What about if there is supervisor state in place?
> 3) What's in this patch now, but fix up the xstate after saving it.
That's _maybe_ viable. But, it's going to slow things down quite a bit
and has to be done with preempt disabled.
> 4) Catch the fault thrown by xsaves/xrestors in this situation, update
> XCR0, redo the xsaves/restores, put XCR0 back and continue
> execution after the faulting instruction.
I'm worried about the kernel pieces that go digging in the XSAVE data
getting confused more than the hardware getting confused.
> Option 1) seems easiest, but it would also require adding code
> somewhere on the common path, which I assume is a no-go ;).
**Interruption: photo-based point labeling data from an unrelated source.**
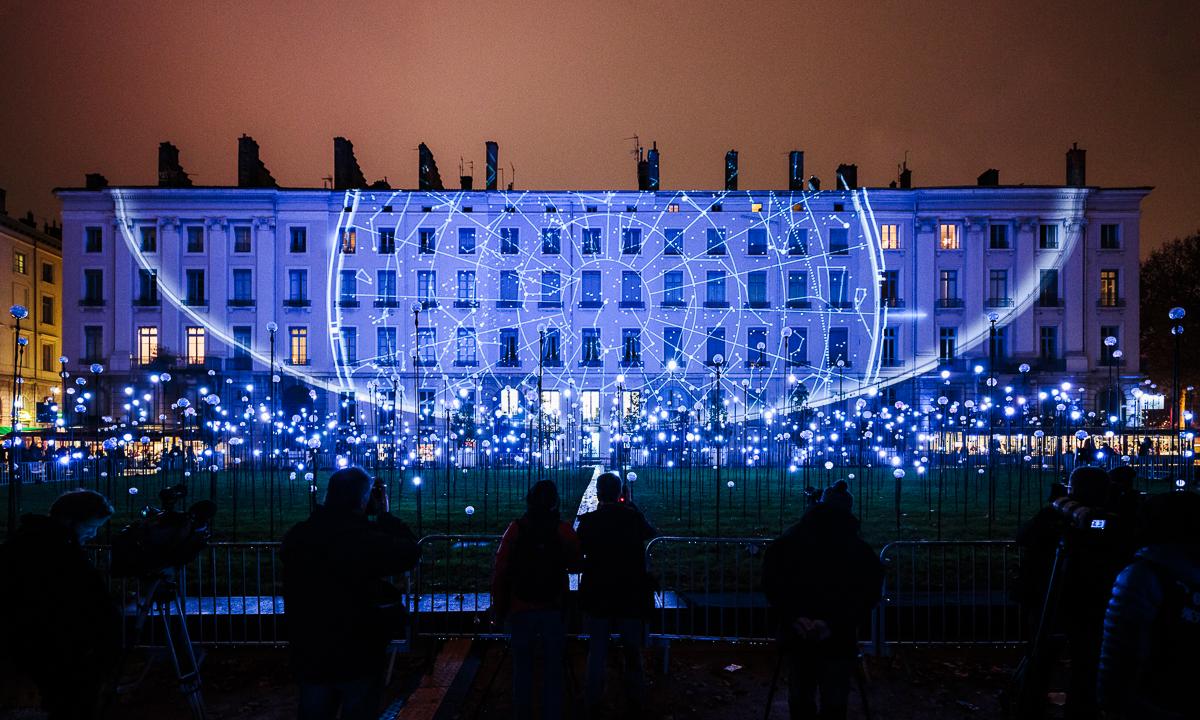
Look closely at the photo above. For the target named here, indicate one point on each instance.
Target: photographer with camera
(341, 613)
(66, 631)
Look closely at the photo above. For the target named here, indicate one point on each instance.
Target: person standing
(341, 613)
(822, 580)
(529, 587)
(616, 591)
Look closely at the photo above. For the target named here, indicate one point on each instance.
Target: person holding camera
(341, 612)
(616, 591)
(67, 634)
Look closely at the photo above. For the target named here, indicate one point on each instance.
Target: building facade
(616, 301)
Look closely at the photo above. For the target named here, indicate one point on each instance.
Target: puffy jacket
(1150, 657)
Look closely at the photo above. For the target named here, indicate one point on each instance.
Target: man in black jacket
(61, 624)
(615, 591)
(340, 610)
(822, 580)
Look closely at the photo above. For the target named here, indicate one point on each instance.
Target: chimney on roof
(251, 171)
(731, 169)
(427, 177)
(347, 174)
(1077, 166)
(847, 177)
(796, 171)
(171, 173)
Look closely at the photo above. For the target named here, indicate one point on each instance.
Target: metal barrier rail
(949, 593)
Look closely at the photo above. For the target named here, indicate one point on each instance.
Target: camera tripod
(161, 598)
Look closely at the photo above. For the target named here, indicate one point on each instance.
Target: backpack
(539, 565)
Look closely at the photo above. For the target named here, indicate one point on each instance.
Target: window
(798, 241)
(997, 237)
(427, 288)
(196, 343)
(1048, 342)
(387, 240)
(510, 240)
(551, 348)
(148, 345)
(997, 289)
(947, 343)
(797, 288)
(387, 349)
(714, 346)
(672, 346)
(298, 287)
(241, 239)
(243, 287)
(426, 241)
(93, 343)
(672, 289)
(510, 289)
(630, 347)
(298, 345)
(839, 288)
(591, 289)
(889, 237)
(466, 240)
(756, 347)
(1110, 237)
(672, 241)
(1110, 288)
(348, 288)
(631, 241)
(839, 241)
(195, 239)
(1048, 288)
(592, 353)
(510, 341)
(631, 289)
(838, 349)
(466, 295)
(385, 282)
(195, 282)
(714, 289)
(148, 287)
(756, 289)
(466, 351)
(93, 239)
(299, 239)
(715, 241)
(551, 289)
(1048, 237)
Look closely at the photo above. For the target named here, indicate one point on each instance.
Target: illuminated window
(196, 346)
(148, 345)
(889, 237)
(948, 237)
(298, 346)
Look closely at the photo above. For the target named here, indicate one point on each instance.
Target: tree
(1170, 277)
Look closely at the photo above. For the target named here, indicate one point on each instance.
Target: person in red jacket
(529, 586)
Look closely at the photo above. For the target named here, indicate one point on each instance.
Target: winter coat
(1149, 657)
(341, 612)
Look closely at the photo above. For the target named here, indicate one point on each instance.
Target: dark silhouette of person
(60, 622)
(529, 586)
(1149, 657)
(822, 580)
(341, 613)
(616, 591)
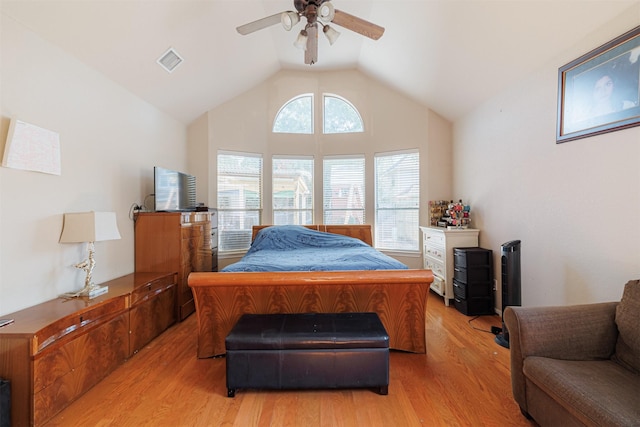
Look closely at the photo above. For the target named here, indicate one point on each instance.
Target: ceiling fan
(317, 12)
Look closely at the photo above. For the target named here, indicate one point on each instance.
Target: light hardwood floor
(463, 380)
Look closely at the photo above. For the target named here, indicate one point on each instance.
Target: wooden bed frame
(399, 297)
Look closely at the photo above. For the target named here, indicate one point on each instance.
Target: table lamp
(89, 227)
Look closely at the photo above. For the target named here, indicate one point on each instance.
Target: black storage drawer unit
(473, 281)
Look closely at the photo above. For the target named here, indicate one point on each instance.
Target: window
(239, 198)
(343, 195)
(292, 190)
(397, 200)
(340, 116)
(296, 116)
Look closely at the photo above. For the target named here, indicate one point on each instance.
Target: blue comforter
(296, 248)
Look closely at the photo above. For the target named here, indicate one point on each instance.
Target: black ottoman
(310, 350)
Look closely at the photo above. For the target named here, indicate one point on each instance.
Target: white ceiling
(450, 55)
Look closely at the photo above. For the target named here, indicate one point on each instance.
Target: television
(173, 191)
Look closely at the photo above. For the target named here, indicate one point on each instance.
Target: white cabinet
(437, 255)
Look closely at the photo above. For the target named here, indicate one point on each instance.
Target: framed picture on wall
(600, 91)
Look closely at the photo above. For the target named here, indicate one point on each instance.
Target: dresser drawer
(77, 323)
(434, 265)
(434, 251)
(472, 274)
(150, 289)
(434, 238)
(470, 257)
(438, 284)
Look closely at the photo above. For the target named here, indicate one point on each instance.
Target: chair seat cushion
(600, 392)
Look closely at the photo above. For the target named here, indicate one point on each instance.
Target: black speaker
(511, 284)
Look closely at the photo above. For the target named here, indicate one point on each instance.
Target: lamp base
(90, 293)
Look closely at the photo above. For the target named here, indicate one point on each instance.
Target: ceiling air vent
(170, 60)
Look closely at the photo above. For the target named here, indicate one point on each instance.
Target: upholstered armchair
(578, 365)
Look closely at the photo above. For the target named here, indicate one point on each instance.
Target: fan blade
(311, 53)
(358, 25)
(259, 24)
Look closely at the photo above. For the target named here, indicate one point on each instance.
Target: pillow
(628, 321)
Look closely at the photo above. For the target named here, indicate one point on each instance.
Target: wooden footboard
(399, 297)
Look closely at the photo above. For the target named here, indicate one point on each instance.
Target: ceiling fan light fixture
(301, 41)
(326, 12)
(289, 20)
(331, 34)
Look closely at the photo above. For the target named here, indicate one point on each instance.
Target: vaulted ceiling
(450, 55)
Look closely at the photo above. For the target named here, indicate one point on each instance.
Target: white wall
(574, 205)
(110, 141)
(392, 122)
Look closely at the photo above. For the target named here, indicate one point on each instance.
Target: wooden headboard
(362, 232)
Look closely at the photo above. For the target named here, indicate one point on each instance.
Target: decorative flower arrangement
(449, 214)
(459, 215)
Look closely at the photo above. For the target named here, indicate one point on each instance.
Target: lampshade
(326, 12)
(89, 227)
(301, 41)
(289, 20)
(332, 35)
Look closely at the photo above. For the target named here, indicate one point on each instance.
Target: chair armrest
(579, 332)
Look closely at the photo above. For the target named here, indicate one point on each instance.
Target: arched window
(296, 116)
(340, 116)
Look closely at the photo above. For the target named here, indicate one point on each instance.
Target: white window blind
(343, 190)
(397, 200)
(292, 190)
(239, 198)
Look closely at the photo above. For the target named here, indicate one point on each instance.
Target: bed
(398, 296)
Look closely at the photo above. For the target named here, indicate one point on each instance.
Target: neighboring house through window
(239, 199)
(292, 190)
(343, 190)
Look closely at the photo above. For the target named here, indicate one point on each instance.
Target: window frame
(325, 96)
(223, 212)
(379, 228)
(289, 103)
(310, 210)
(327, 188)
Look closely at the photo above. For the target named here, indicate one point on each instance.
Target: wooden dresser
(55, 351)
(177, 241)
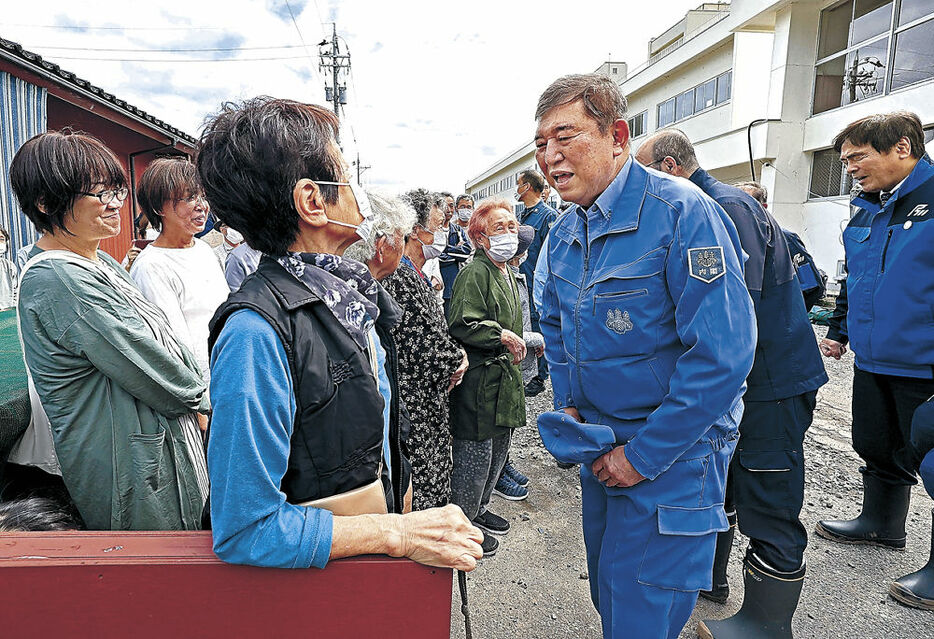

Yeah, that would be horribly slow.
You then also have to be really careful with interrupts and preempt when
you're in a funky XCR0 configuration.
> Option 3) seems doable entirely in the slow path for this feature.
> If we xsaves with the modified XCR0, we can then fix up the memory
> image to match the expected layout. Similarly, we could xrestors
> in the slow path (from standard layout) and rely on the
> `fpregs_state_valid` mechanism to prevent the fault.
... with one more modification. You need two buffers _anyway_ if you do
this. So you would probably just XSAVE to a new buffer and then convert
that back to the "real" buffer in the thread struct.
> At least currently, it is my understanding that `xfeatures_mask` only has
> user features, am I mistaken about that?
We're slowing adding supervisor support. I think accounting for
supervisor features is a requirement for any new XSAVE code.